Top 3 used sports cars for £7,000: Mazda MX-5, Porsche Boxster, Nissan 350Z
"Dear Carbuyer: I want a great-handling convertible sports car for back-road fun in the summer. What should I buy for £7,000?"
Time was that small, cheap sports cars were a common sight on Britain's roads. Today, though, motorists tend to pick a hot hatchback like the Volkswagen Golf GTI, Ford Focus ST or SEAT Ibiza Cupra for sensibly priced, high-performance motoring. Or, for those on a smaller budget, the Ford Fiesta ST and Suzuki Swift Sport still offer fantastic fun on a twisty road.
Meanwhile, you'll be lucky to find a brand-new, genuine convertible sports car for less than £20,000, and driver-focused cars like the Toyota GT86 and Subaru BRZ are only available in tin-top coupe form. Fortunately, you have far more choice if you look at secondhand options, and might be surprised what you can find for as little as £7,000 if you don't mind driving something a little older.
Read on for our choice sports-car picks for driving fun on a relative shoestring.
Mazda MX-5: the all-round choice
For: Handling, gearbox, running costsAgainst: Sluggish in this company
The Mazda MX-5 has been a worldwide hit since its introduction at the turn of the 1990s, and its timeless appeal means that older examples are just as desirable as the latest version. Its compact, round-edged form recalls the British sports cars of the past, and nobody has quite matched its lightweight two-seat package at the price. Although no MX-5 offers the last word in sheer speed, enthusiastic drivers love its rear-wheel-drive layout and well sorted handling, and there's lots of potential for modification if that appeals to you.
The post-2009 generation of MX-5 further refined the formula. While the two-seat interior is fairly tight, all but the tallest drivers should find it comfortable. The 150-litre boot is boosted by a lockable compartment between the seats. You'll find a facelifted 2.0-litre example for under £7,000, and the 'sunny days' nature of the MX-5 tends to keep mileages relatively low.
There's a rare folding hard-top version, but you'll be unlikely to find one of those within our £7,000 budget. The soft top is easy to use though, but make sure of the condition of any example you consider buying.
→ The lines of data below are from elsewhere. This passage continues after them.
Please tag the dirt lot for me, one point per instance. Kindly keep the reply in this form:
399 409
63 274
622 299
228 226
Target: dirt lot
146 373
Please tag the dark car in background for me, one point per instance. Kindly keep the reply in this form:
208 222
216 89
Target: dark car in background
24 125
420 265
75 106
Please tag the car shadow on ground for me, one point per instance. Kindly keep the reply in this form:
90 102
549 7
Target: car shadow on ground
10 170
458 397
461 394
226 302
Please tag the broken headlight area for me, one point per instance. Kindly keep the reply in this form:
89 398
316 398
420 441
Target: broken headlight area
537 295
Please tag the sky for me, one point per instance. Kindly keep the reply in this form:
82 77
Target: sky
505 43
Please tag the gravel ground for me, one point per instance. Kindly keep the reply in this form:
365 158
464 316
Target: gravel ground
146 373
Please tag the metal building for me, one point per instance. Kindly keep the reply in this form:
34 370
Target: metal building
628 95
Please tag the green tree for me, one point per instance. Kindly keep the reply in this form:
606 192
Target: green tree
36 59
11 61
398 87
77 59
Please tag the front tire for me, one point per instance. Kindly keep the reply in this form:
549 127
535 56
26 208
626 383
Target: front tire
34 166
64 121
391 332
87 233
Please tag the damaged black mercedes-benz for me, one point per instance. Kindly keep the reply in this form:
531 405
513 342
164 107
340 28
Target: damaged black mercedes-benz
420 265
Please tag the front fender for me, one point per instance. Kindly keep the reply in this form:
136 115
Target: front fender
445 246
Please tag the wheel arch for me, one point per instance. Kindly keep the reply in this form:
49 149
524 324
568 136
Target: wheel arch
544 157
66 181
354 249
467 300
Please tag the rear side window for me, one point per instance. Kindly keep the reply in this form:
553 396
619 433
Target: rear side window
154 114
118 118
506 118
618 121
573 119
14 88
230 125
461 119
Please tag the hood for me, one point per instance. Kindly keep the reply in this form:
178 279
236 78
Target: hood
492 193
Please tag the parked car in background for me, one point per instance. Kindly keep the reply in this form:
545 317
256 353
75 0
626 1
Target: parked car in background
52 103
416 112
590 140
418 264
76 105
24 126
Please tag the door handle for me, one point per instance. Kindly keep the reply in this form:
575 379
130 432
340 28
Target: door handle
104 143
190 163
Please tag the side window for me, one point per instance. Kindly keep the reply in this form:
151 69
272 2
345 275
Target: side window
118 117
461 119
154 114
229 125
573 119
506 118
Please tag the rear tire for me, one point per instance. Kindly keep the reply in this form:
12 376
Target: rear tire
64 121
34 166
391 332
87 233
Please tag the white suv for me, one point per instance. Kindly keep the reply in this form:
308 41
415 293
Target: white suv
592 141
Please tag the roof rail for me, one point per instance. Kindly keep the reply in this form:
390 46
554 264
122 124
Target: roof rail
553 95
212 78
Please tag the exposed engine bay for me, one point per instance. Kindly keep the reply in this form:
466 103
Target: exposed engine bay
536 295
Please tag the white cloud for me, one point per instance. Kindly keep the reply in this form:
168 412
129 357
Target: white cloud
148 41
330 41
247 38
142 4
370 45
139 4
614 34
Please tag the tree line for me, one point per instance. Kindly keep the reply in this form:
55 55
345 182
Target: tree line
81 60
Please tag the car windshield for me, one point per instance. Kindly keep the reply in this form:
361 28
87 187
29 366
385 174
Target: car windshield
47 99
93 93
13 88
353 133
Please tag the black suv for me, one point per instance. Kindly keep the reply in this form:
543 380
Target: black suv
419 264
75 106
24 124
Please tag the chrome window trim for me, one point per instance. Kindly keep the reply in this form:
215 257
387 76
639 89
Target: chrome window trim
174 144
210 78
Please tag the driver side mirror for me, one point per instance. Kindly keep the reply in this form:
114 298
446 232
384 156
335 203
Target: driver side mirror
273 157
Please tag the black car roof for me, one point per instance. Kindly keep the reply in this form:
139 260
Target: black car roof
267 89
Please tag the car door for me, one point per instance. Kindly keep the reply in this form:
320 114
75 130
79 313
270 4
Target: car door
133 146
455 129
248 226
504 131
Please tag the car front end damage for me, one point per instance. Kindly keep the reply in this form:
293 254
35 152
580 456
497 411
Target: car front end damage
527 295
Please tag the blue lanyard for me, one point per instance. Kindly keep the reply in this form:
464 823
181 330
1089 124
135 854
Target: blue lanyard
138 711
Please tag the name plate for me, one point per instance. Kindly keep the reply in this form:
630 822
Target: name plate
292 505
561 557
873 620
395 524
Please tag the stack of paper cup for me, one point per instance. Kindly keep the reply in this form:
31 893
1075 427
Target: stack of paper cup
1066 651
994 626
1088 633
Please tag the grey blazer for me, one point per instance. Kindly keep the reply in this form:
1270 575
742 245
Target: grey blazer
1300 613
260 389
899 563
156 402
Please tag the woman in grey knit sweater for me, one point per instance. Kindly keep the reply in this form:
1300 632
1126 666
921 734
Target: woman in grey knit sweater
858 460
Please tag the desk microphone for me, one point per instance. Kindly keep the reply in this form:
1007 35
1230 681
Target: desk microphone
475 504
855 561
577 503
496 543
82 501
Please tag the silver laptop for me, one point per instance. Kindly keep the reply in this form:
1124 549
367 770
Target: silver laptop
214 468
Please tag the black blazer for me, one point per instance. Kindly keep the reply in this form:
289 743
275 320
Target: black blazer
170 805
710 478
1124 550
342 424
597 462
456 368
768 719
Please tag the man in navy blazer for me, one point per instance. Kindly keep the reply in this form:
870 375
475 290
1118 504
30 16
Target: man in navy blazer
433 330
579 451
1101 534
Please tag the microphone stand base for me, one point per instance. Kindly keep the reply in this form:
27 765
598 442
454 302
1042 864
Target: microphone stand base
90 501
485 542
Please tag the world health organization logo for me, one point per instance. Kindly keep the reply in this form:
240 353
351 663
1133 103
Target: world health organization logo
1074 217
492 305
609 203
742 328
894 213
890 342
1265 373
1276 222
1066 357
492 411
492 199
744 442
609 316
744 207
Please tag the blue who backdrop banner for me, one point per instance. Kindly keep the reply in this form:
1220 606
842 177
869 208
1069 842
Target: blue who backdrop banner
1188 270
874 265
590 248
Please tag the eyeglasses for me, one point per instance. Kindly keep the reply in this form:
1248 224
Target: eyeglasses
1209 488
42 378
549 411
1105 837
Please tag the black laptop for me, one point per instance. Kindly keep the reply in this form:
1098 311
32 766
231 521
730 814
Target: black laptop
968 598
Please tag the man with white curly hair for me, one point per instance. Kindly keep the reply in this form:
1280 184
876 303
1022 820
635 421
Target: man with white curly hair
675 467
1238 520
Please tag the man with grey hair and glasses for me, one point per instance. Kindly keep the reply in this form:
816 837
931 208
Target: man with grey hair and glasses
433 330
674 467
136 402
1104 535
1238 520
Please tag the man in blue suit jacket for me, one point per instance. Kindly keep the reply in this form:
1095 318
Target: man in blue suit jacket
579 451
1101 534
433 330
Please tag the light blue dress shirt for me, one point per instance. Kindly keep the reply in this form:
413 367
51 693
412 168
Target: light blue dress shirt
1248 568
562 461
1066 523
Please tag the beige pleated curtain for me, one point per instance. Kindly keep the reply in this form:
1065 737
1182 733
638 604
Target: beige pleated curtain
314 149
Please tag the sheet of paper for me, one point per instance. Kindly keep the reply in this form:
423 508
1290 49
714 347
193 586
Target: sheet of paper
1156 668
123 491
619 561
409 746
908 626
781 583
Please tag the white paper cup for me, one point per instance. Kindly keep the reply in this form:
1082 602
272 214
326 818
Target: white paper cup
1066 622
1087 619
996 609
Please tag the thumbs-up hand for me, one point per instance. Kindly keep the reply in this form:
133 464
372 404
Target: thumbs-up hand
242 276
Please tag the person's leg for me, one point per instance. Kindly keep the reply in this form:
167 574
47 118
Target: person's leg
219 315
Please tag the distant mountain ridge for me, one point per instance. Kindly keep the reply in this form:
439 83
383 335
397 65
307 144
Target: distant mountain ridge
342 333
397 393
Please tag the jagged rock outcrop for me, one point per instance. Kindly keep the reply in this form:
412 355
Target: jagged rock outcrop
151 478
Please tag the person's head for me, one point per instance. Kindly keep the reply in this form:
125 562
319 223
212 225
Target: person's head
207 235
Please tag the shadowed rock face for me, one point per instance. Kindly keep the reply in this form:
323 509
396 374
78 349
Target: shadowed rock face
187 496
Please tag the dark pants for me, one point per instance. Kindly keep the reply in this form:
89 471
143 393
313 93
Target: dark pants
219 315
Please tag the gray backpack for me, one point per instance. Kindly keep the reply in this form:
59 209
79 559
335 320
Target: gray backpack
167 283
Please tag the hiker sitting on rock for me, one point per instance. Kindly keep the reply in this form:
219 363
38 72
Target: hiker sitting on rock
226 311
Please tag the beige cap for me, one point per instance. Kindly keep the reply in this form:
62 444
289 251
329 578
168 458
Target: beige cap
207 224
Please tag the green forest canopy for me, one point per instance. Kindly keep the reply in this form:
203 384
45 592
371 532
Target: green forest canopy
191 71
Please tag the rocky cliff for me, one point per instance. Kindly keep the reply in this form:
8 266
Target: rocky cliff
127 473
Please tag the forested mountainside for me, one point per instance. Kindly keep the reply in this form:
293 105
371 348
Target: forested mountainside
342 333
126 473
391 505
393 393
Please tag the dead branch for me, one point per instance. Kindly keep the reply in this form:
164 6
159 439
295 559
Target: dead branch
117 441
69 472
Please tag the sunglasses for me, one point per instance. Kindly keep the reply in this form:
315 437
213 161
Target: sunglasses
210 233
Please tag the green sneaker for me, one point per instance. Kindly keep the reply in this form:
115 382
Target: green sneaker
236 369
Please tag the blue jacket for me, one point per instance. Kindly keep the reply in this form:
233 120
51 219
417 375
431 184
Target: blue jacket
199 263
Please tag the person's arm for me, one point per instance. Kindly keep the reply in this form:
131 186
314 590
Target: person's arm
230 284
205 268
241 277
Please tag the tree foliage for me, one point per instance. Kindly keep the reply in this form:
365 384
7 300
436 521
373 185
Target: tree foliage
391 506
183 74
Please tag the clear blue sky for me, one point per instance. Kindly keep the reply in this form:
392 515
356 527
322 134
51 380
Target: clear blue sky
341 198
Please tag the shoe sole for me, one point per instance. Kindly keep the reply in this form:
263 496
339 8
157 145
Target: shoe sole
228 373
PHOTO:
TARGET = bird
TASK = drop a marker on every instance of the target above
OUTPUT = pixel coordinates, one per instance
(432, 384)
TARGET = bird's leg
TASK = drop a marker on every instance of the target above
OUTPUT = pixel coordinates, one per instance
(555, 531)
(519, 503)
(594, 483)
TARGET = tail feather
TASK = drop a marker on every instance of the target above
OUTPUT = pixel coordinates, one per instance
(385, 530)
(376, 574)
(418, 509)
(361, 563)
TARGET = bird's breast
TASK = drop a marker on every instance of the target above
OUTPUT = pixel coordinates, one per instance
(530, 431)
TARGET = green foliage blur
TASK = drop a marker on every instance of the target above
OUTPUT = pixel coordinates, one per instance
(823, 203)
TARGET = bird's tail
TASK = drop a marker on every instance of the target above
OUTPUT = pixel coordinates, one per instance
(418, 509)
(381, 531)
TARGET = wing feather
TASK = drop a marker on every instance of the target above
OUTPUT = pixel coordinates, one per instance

Check for uneven gaps between body panels that could indicate a crash repair, and be wary of a notchy-feeling gearbox, which could hint at a costly repair being necessary soon.
Nissan 350Z: The stylish choice
For: Muscular looks, strong performanceAgainst: Tricky handling, thirsty
If the Mazda MX-5 echoes the small sports cars of the 1960s and '70s, the Nissan 350Z harks back to hairy-chested coupes like the Ford Capri and Toyota Supra – but with rather more power. It's powered by a muscular 3.5-litre V6 engine that has no trouble at all spinning the rear wheels, and many enthusiastic drivers love this sleek coupe's boisterous nature.
It's not as sensitive or precise in corners as the Mazda, but makes up for this with sheer power. It's also far more comfortable on a long journey – the top GT model packs features such as heated leather seats, with electric adjustment for the driver. There's not a lot of space for luggage, though: the 130-litre boot is split by a horizontal beam that helps to keep the car's chassis rigid. We found a 56-plate 350Z Roadster for £6,900 with 58,000 miles on the clock.
The 350Z's biggest drawback is its heavy fuel consumption, and maintenance costs are likely to be far higher than the MX-5, too. The V6 engine is renowned for its appetite for oil, and exhaust replacement can be costly, so check for the blowing sound of air escaping where it shouldn't. Inspect closely for signs of accident damage, too.
Porsche Boxster S: the purist’s choice
For: Sublime chassis, great engineAgainst: Parts and servicing prices
It really is a gift that you can buy a mid-engined sports car for under £7,000, and even more so when it has a Porsche shield on its nose. Although the Boxster is overshadowed by its Porsche 911 sister, it's arguably better able to entertain on ordinary roads, with something of the MX-5's feeling of balance and precision, but a lot more power under the bonnet, and a spine-tingling soundtrack.
Until the latest Porsche 718 Boxster arrived, every model had an engine of a similar flat six-cylinder design as the 911. First-generation models could be chosen with a 2.5 or 2.7-litre engine, but the 3.2-litre S is the one to have – and by far the most sought-after. Despite that, you'll still find them within our budget, probably a car from around 2002 that's covered around 80,000 miles.
There are small luggage compartments at the front and rear that are best suited to soft baggage, but should handle a long weekend for two. The S also has leather upholstery and an upgraded stereo, should you tire of the Boxster's built-in audio accompaniment. The only real downside is how much the Boxster costs to run. It's more economical than the 370Z, but Porsche's service costs are rather higher than Nissan's. Fortunately, the Boxster is generally reliable, but check for oil leaks which can be costly to fix. With used Boxsters now relatively affordable, check for panel damage and wear to the tyres and brakes, which can be signs of hard use on a racing circuit.